Robredo also asked government officials to consider handing the issue of locally-stranded individuals to a more organized agency, to protect them from possible exposure to the coronavirus unlike what was observed recently; and to assist health workers by giving them counseling, higher salaries, to avoid burnouts.
“Natural dapat na pagtuonan ng ibayong pansin ang lahat ng pag-aaruga, lahat ng tulong, lahat ng kasangkapan at serbisyong magagamit nila. Kabilang na dito ang access sa counseling para sa mga healthcare workers sa mga COVID ward,” Robredo said.
(It is just natural to focus on caring and helping them, all of things that hey need. Including access to counseling for healthcare workers in the COVID ward.)
“Magpatupad din dapat ng sistema para hindi sila maburn-out, tulad ng maayos na proseso ng pagrelyebo. Sang-ayon din tayo na dapat maging mas makatarungan ang pasahod sa kanila lalo na sa panahong ganito,” she explained.

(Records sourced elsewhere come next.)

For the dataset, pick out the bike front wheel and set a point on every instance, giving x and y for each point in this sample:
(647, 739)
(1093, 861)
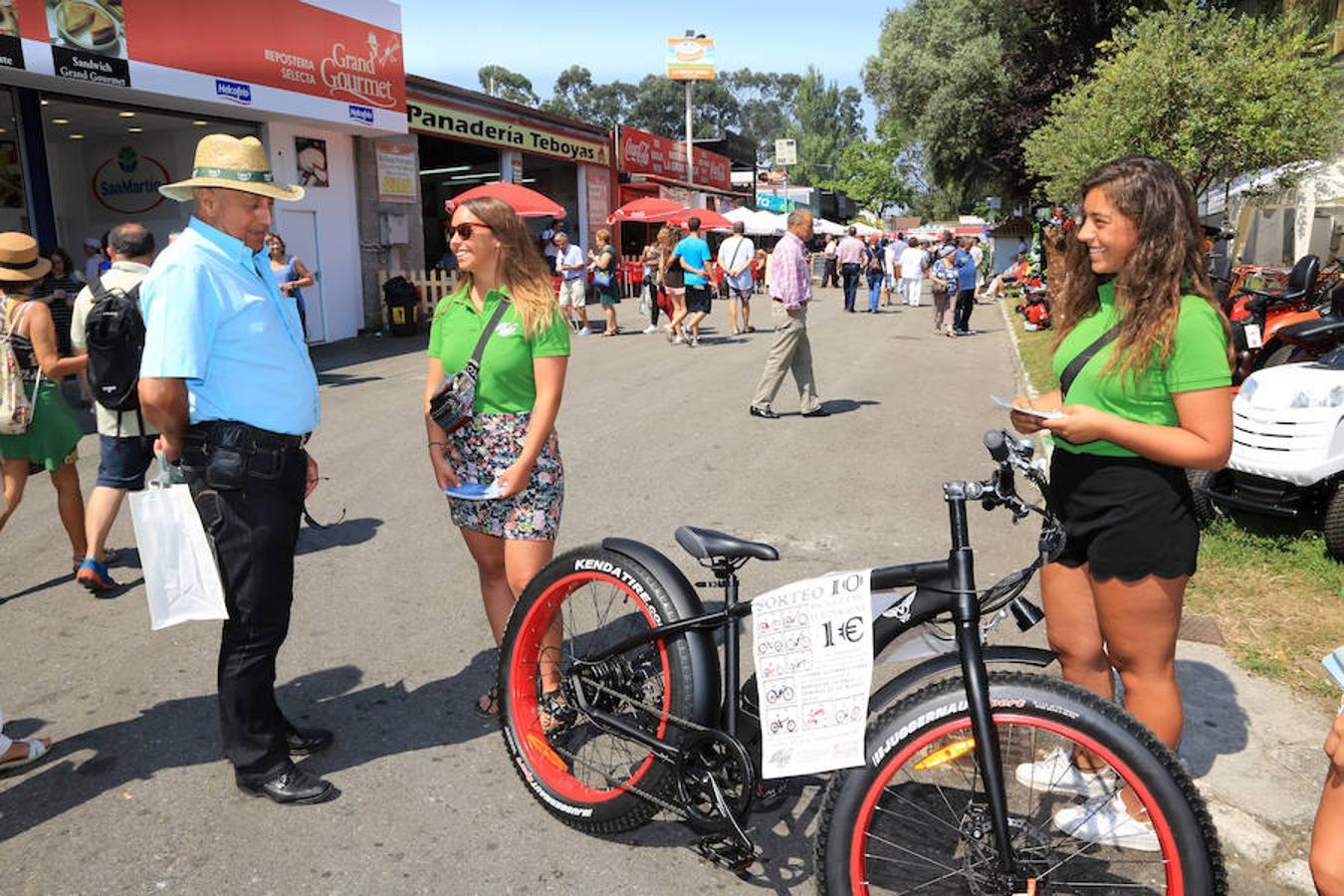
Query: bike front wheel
(916, 817)
(576, 610)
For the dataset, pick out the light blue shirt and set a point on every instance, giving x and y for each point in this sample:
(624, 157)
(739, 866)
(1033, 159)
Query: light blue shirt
(215, 319)
(696, 253)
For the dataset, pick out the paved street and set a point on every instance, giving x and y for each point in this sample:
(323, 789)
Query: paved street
(388, 645)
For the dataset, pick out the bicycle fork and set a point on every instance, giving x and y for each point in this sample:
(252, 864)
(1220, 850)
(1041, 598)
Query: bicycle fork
(976, 679)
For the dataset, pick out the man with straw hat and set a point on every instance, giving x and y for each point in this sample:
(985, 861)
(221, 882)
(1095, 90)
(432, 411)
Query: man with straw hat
(227, 381)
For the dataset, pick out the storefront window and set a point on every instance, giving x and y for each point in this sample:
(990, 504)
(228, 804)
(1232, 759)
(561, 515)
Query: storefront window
(14, 204)
(108, 161)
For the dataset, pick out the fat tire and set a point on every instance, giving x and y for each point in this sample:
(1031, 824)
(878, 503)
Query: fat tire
(1333, 524)
(1206, 512)
(1153, 762)
(628, 810)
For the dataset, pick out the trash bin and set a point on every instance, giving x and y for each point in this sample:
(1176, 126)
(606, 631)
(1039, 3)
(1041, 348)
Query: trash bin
(402, 303)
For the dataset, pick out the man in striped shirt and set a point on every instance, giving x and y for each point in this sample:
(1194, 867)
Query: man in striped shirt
(790, 288)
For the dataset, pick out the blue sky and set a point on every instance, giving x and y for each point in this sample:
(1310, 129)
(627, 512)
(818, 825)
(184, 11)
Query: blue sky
(625, 41)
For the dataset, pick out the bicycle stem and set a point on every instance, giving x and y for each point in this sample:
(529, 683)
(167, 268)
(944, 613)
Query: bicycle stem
(967, 617)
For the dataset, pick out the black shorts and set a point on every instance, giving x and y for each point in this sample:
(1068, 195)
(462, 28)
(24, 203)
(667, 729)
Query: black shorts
(1125, 518)
(698, 299)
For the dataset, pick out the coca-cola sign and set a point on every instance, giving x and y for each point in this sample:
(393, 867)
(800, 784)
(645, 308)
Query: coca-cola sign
(645, 153)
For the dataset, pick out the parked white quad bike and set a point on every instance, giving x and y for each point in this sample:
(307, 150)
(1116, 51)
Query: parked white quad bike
(1287, 450)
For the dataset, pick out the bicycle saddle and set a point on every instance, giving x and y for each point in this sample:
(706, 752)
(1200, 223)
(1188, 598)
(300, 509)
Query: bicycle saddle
(705, 545)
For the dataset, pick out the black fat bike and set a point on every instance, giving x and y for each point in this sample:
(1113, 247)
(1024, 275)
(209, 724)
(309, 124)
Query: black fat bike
(614, 707)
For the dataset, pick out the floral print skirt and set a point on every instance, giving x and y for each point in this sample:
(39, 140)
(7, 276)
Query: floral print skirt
(488, 446)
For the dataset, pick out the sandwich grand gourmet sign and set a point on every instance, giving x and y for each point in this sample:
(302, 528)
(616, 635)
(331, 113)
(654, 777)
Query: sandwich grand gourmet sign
(645, 153)
(244, 54)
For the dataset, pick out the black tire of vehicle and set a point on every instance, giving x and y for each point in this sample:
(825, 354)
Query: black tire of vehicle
(1205, 508)
(1333, 524)
(1050, 700)
(628, 810)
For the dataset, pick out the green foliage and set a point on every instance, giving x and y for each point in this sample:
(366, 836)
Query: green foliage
(875, 172)
(1214, 93)
(500, 82)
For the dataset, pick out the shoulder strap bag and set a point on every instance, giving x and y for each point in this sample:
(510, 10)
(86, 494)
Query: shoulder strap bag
(452, 403)
(1079, 361)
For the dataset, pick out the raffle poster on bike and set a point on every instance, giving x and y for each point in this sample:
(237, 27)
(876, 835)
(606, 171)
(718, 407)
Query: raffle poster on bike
(813, 660)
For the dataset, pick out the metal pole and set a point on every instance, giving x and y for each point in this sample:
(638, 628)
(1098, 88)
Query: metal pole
(690, 160)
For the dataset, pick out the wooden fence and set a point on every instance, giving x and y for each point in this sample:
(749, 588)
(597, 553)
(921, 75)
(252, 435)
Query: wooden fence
(433, 285)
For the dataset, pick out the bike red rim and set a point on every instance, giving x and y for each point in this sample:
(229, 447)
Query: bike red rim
(859, 868)
(523, 699)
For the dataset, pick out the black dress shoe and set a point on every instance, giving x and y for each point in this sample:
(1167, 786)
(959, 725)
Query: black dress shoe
(292, 786)
(304, 742)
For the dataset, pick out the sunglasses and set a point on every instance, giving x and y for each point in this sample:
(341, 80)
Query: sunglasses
(468, 227)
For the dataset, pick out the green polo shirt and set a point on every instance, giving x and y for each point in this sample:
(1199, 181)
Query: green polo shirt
(507, 383)
(1198, 361)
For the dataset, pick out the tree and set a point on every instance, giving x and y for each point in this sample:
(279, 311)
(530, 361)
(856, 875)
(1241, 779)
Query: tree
(1214, 93)
(500, 82)
(825, 121)
(876, 172)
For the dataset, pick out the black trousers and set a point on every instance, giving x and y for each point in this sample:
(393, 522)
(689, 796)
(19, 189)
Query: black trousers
(253, 526)
(851, 284)
(828, 277)
(961, 316)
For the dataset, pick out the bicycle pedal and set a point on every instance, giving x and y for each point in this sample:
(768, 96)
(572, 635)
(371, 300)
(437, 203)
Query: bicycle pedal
(728, 853)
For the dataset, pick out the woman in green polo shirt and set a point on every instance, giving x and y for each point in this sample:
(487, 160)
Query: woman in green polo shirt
(1153, 400)
(511, 438)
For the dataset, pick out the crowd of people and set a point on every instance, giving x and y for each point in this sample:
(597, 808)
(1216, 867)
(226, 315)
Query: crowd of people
(227, 384)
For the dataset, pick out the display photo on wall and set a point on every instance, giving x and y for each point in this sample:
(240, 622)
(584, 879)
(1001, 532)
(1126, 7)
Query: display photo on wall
(311, 154)
(85, 26)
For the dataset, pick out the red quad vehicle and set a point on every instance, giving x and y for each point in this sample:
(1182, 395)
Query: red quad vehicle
(1258, 318)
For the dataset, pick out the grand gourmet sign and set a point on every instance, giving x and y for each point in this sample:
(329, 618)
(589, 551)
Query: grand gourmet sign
(284, 45)
(645, 153)
(463, 123)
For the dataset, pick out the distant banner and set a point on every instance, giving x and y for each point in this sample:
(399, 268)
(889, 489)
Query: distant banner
(492, 130)
(645, 153)
(396, 173)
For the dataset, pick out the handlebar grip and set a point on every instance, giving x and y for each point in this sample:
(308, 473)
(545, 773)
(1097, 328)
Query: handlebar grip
(997, 442)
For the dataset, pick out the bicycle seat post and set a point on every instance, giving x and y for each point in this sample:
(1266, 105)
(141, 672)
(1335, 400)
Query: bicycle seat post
(726, 571)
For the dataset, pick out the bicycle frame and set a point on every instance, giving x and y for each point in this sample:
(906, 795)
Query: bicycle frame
(941, 585)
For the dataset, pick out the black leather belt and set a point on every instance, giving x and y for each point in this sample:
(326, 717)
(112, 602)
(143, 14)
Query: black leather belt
(257, 437)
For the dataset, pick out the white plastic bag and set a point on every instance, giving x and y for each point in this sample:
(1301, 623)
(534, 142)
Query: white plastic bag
(181, 577)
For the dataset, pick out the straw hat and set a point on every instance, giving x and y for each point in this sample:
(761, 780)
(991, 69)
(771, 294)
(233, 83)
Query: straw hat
(19, 258)
(230, 162)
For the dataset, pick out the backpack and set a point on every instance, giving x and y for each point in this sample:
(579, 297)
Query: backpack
(114, 336)
(15, 407)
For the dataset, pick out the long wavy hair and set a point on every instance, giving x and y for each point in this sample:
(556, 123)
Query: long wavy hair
(1166, 264)
(522, 268)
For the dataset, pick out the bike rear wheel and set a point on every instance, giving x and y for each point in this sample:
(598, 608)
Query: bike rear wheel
(916, 817)
(580, 604)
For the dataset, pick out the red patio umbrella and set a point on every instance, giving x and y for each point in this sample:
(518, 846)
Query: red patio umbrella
(709, 219)
(526, 203)
(649, 210)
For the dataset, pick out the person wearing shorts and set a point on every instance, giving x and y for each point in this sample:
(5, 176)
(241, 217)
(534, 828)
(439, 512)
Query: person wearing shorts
(736, 257)
(1149, 399)
(125, 441)
(572, 269)
(692, 254)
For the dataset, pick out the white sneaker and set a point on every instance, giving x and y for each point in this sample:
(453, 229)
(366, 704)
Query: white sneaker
(1106, 822)
(1056, 772)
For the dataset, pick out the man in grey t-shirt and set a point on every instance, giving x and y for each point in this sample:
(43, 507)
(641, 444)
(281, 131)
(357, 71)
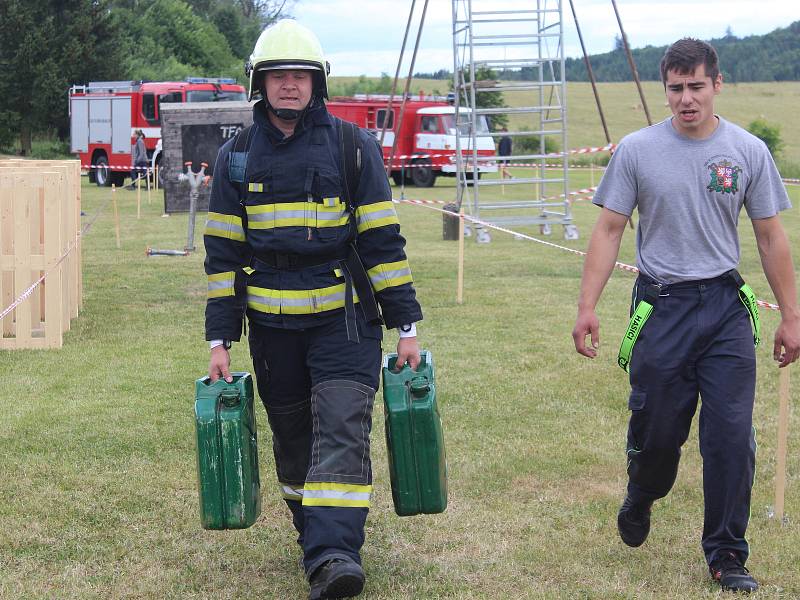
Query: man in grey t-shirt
(690, 333)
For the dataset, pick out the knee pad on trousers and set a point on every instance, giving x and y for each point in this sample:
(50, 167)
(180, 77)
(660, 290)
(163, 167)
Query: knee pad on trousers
(341, 414)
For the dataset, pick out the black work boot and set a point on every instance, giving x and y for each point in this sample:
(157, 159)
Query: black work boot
(731, 574)
(633, 522)
(336, 578)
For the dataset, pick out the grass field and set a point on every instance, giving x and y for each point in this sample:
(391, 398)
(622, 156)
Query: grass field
(740, 103)
(98, 496)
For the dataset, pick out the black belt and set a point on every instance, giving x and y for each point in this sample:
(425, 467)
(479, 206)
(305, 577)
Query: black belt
(355, 276)
(290, 261)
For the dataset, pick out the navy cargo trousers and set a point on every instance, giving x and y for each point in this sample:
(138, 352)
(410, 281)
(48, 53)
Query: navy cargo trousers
(318, 389)
(697, 341)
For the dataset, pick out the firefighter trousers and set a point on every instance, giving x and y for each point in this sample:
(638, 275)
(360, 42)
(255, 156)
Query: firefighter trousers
(697, 341)
(318, 389)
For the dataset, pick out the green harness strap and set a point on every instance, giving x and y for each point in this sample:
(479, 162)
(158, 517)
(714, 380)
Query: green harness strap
(748, 298)
(645, 309)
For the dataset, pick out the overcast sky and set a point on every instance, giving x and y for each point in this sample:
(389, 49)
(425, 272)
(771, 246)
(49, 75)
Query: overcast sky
(364, 37)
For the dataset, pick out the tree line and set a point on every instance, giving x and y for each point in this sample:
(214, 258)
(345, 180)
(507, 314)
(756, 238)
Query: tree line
(771, 57)
(48, 45)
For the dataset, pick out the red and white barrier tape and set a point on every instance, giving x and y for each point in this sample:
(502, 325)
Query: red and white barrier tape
(22, 297)
(114, 168)
(620, 265)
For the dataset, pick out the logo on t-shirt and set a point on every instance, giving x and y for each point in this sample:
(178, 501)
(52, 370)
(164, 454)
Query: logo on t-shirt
(724, 177)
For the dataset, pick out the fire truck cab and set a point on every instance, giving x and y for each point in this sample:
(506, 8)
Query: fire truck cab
(426, 141)
(104, 115)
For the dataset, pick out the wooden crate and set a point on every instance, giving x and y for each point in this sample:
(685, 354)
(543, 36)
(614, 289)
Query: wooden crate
(39, 235)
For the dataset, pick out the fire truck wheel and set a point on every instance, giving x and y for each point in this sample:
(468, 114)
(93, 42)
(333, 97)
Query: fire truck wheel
(102, 174)
(422, 173)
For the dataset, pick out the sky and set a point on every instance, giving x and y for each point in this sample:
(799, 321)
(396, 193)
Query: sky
(364, 37)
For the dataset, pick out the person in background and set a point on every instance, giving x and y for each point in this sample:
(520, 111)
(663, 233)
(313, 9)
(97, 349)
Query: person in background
(139, 159)
(689, 177)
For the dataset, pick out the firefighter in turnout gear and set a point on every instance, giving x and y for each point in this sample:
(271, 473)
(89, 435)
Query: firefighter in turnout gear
(302, 237)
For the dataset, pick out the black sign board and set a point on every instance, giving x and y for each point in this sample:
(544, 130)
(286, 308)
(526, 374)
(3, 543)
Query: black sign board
(201, 143)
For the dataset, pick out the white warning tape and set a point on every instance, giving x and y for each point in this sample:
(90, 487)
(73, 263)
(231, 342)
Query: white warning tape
(619, 265)
(24, 295)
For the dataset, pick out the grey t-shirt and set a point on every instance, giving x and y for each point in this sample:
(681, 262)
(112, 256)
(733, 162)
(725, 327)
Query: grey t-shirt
(689, 194)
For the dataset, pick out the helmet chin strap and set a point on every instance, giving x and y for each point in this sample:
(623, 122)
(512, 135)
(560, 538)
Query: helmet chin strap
(286, 114)
(290, 114)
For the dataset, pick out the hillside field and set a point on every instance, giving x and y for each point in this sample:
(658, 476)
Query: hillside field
(740, 103)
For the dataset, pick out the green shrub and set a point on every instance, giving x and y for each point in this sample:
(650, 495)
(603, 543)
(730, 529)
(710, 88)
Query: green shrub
(769, 134)
(531, 144)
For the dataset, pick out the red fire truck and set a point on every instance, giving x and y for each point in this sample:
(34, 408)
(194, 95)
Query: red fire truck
(426, 143)
(104, 115)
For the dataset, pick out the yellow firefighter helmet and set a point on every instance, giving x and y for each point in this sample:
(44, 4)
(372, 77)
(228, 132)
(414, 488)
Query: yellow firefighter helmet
(287, 45)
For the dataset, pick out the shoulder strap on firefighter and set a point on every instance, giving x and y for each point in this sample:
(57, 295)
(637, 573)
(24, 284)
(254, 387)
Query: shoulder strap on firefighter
(355, 274)
(237, 162)
(350, 149)
(237, 165)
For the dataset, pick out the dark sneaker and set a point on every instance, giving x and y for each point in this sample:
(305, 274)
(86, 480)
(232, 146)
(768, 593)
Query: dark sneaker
(731, 574)
(337, 578)
(633, 522)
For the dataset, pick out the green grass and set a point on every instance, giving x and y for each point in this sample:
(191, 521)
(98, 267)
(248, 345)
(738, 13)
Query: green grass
(98, 496)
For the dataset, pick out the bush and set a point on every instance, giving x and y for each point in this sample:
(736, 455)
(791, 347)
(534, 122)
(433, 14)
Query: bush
(769, 134)
(530, 144)
(789, 170)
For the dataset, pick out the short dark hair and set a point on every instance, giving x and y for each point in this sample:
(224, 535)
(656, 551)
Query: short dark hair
(685, 55)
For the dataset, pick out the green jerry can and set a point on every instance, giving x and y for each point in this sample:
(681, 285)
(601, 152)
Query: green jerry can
(227, 453)
(414, 439)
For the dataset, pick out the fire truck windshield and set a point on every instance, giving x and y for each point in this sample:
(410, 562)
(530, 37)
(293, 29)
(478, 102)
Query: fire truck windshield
(465, 124)
(214, 96)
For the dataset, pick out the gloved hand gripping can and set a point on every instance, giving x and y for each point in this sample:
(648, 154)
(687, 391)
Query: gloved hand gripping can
(414, 439)
(227, 454)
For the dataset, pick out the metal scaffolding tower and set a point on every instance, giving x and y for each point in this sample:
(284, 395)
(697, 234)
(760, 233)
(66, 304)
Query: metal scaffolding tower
(499, 48)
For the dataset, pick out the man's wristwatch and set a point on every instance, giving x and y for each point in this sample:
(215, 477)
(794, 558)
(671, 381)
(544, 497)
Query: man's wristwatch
(409, 330)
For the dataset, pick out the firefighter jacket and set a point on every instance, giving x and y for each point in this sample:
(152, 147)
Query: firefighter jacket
(291, 203)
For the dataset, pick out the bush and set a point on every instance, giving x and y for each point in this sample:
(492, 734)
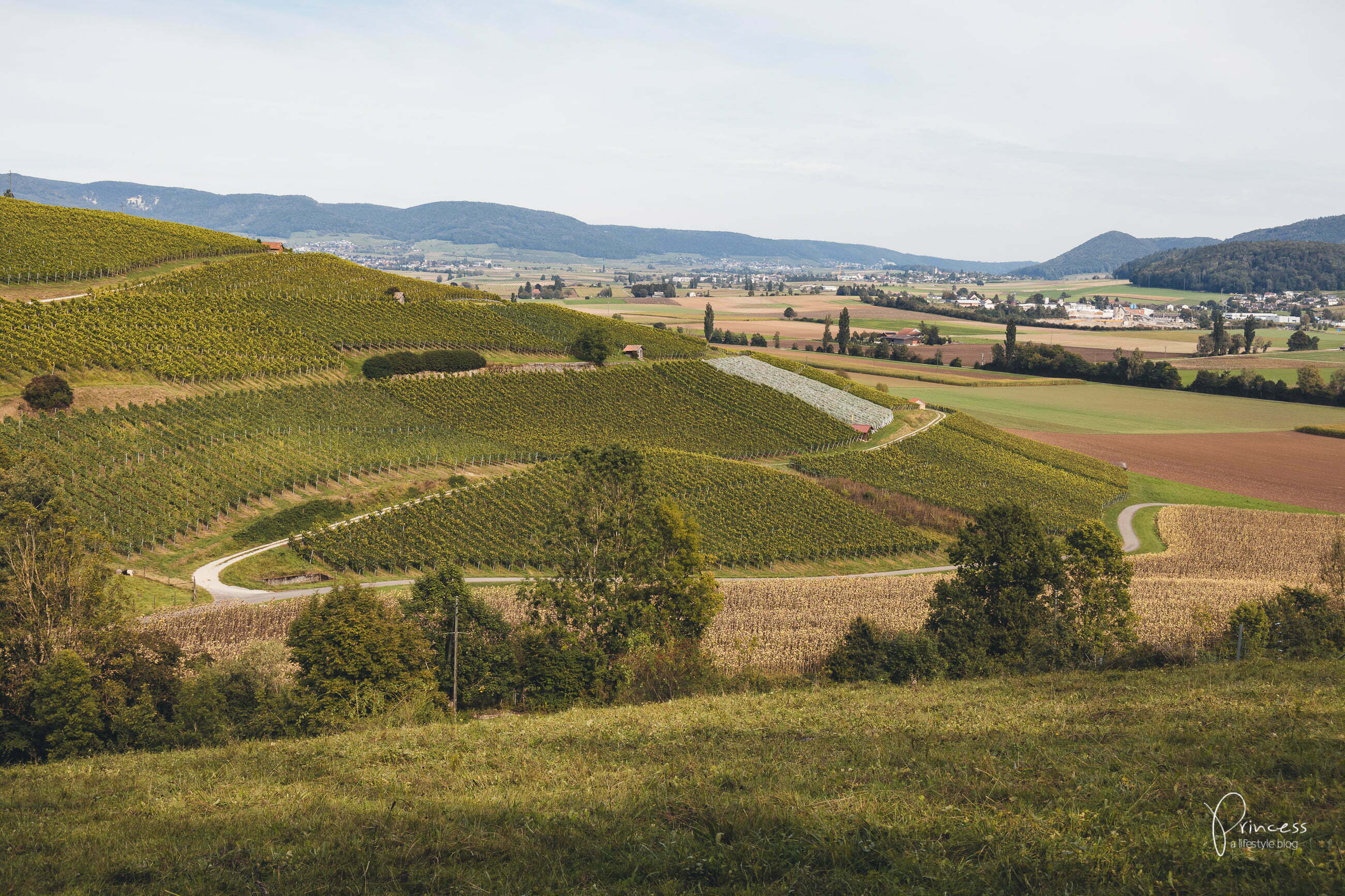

(A system should also be implemented for them not to burnout, like the efficient relieving in their shift. I also agree in giving them right compensation especially in times like these.)
President Rodrigo Duterte and his administration have been on the receiving end of criticisms for not providing a concrete roadmap for the COVID-19 response during his State of the Nation Address last Monday, merely mentioning that he has asked China for a vaccine.
Several sectors and personalities like Bagong Alyansang Makabayan have observed that the government’s plan is centered on awaiting a vaccine — thought shared by former senator and Sorsogon Governor Chiz Escudero who noted that the Department of Health seems intent on waiting out until a vaccine arrives.
As of Wednesday, the country’s total confirmed COVID-19 cases has already breached the 85,000 mark, surpassing predictions made by the University of the Philippines regarding cases at the end of July.
DOH said that there are now 85,486 cases in the country, of which 1,962 have died while 26,996 have recovered.